Vitórias, mesmo pequenas, são vitórias...

Hoje decidi que era tempo de dar mais um passinho na minha autonomização em Kırıkkale. Decidi que, ao final de três meses e meio, era tempo de ir fazer compras sozinho. Até aqui aproveitava as idas de colegas, ou de conhecidos, ou de amigos para não ter que falar com quem está na caixa; com que está no balcão da fruta; na peixaria; na padaria... E por aí em diante!

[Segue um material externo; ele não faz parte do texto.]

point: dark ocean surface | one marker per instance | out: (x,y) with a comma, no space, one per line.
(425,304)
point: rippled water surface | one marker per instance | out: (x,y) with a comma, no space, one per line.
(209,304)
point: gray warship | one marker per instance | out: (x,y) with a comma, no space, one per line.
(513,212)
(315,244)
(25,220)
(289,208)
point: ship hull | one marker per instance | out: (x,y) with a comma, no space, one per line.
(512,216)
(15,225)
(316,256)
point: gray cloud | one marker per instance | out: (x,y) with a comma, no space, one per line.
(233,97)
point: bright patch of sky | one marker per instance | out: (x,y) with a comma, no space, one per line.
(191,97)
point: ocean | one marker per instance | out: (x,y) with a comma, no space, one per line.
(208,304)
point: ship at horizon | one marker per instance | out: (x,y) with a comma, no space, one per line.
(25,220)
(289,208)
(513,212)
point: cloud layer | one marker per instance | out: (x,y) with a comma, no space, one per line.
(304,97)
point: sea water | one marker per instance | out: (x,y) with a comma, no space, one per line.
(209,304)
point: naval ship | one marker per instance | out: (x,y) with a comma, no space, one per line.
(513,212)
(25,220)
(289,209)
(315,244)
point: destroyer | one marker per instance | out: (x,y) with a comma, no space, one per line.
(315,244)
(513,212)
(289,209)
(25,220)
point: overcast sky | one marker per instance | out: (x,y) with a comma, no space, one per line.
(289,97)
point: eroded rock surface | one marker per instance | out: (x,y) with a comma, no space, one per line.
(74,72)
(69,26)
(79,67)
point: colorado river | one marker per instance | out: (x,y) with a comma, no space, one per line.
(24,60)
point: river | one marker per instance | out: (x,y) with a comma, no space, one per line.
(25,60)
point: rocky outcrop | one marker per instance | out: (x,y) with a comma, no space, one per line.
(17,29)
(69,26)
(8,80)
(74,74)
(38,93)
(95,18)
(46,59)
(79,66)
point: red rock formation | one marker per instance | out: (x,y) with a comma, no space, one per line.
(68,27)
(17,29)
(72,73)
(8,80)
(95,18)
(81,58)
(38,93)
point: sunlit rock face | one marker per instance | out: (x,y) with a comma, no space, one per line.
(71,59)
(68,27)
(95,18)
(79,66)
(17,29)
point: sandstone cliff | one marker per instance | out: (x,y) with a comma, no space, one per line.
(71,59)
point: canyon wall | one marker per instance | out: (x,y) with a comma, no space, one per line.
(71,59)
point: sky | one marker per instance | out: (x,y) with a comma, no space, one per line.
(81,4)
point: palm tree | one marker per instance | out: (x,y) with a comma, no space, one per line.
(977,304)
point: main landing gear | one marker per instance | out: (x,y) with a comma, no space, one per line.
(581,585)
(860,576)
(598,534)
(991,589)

Saí da Faculdade, entrei no dolmuş (mini-autocarro com um nome curioso, já que dolmuş quer dizer "preenchido/cheio") e aproveitei a viagem para fazer a minha mini-lista de compras. Achei que fazia sentido, uma mini-lista, num mini-autocarro, numa mini-viagem de 20 minutos. Tem pouco interesse a lista de compras de um solteiro que passará a noite sozinho, a corrigir exames, mas posso revelar que inclui laranjas e água e gomas...

Saí na paragem que me compete e subi a rua, que me pareceu mais íngrime do que o costume. E, ao vislumbrar o şok (supermercado, cujo nome quer dizer "choque") não segui em frente, como costumo fazer. Parei. Olhei o relógio. Olhei o telemóvel. Atei um sapato. E entrei por fim. Fui bastante eficiente, dirigindo-me às parteleiras com a agilidade de um ninja, que conhece o espaço até de olhos fechados. O difícil, eu sabia, seria o depois...

Vi o rapaz que estava na Caixa de longe. Um homem nos seus cinquenta pagava por dois maços de tabaco e uma embalagem de queijo fresco. As três raparigas que estavam à minha frente, com a imperiosa missão de comprar uma escova dos dentes, foram atendidas em menos de dez segundos. E chegou a minha vez. Simpático, dirigiu-me um hoşgeldin ("bem-vindo") que respondi prontamente com um hoşbulduk (que se pode traduzir como "é um prazer estar aqui").

E depois o rapaz tentou dizer mais qualquer coisa, mas percebi apenas a primeira palavra Abi (tratamento próximo do nosso "O senhor"). Respondi com um türkçe yok ("não falo turco"). O rapaz não acreditou muito. Não acreditou e decidiu, para me punir de fingir ser estrangeiro, não me ajudar a ensacar as coisas. E depois de ter pago, enquanto terminava de arrumar tudo, uma fila com seis pessoas olhava serenamente para mim. Duas senhoras sorriam, olhando para mim como quem olha para uma criança.

Saí do şok bastante encarnado, mais do que os tomates demasiado maduros que me recusei a comprar. No pequeno trajecto que liga o supermercado ao meu prédio, a alsa do saco das laranjas achou por bem, como quem se diverte, romper-se. Imaginei uma cena estilo "Num Bairro Moderno" de Cesário Verde, mas com metade da elegância e o dobro do embaraço. Um português com sacos de compras a perseguir laranjas, não me parece muito poético...

Consegui suster o saco, entrelançando os dedos com mais brio do que uma hera. As escadas foram subidas com calma, que sentia a alça de outro saco dar sinais de querer romper. Abri a porta nem sei bem como, por momento acho que ganhei uma terceira mão. Abri a porta, pousei tudo lentamente no chão, ou quase tudo. A alsa do segundo saco rompeu e as duas garrafas de água cairam com estrondo, mas sem prejuízo. Ainda bem que, no último instante, escolhi as de plástico!

E depois de arrumar tudo senti uma pontada de orgulho, como se tivesse trepado ao Evereste, no pico do Inverno e apenas com roupa interior. Senti uma pontada de orgulho maior do que o feito; mas o feito na sua pequenez é grande. Pelo menos é assim que o vejo. Disse-me uma amiga quando vim para aqui "sai de casa e conquista a cidade, que em breve será tua!" A conquista continua!

Comments

Olga said…
"Pequeno" contador de histórias... Acho extraordinária a capacidade que algumas pessoas têm em transformar o trivial, como se fosse possível colorir (já que se referiu Cesário) a realidade... Parabéns pela vitória, que não se resume apenas à compra de algumas laranjas e garrafas de água.
Para se brincar com as palavras é preciso compreendê-las e esse privilégio é só de alguns.